Wednesday, December 07, 2005

Yale and Pearl Harbor

One of my favorite stories of Old Yale, unearthed while researching my senior thesis, is that of December 7, 1941. Ever since September 1939, when Nazi Germany invaded Poland and, in 1940, overran Western Europe, student opinion at Yale had trended against American intervention in the war, whether with materiel or men; the university -- particularly the Law School -- was a center for America First. This was a generation raised in the aftermath of World War I, come of political age in the years of the Nye Committee and Neutrality Acts. As Germany became more aggressive, views shifted but were still, on the whole, anti-interventionist. Pearl Harbor changed everything, as it did so much else.

After news of the attack interrupted Sunday football on the radio and finals study sessions, students gathered on Old Campus and the New Haven Green, for the first time united in favor of intervention. Singing "Over There" and "Bright College Years," they marched through the streets and ended up in front of the house of Yale president Charles Seymour, who was sick in bed. A veteran of the Paris Peace Conference of 1919, Seymour was an Anglophile and had supported aiding Great Britain from the outbreak of war. He had used his Yale pulpit to participate in the debate over intervention, to little avail in changing the students' minds. This had to have been a moment of some satisfaction for him, albeit darkened by inevitable thoughts of what was to come. Seymour came to the window and addressed the gathered crowd.

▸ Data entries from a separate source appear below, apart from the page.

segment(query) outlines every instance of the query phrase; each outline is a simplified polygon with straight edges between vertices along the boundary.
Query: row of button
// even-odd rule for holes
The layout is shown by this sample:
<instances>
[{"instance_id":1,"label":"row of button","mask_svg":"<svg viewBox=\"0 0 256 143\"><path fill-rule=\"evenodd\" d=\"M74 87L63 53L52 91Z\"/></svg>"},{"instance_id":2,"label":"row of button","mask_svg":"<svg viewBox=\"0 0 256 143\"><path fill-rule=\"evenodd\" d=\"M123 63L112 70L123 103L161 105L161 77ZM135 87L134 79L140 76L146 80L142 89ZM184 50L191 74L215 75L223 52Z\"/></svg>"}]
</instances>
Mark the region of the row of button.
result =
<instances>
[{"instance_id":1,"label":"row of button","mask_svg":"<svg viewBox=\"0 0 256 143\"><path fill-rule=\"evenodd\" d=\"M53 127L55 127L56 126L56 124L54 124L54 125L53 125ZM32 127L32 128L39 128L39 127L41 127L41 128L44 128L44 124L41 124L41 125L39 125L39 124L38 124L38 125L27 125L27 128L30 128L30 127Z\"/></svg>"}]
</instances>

Men of Yale: you know as I know that tonight this nation is under attack and that the nation will respond to that attack immediately and vigorously. This is not the first time in American history that Yale men have gathered together to express their loyalty to the nation. I remember in 1898 and in 1917 similar gatherings. I am happy that you realize the serious nature of the situation and that you are ready to serve where you best may serve. In this day of trial there are two factors necessary: first, complete unity, the obliteration of all domestic discord, and second, that self-discipline upon which democracy is based.

The time for debate was over. It was time, at last, to fight.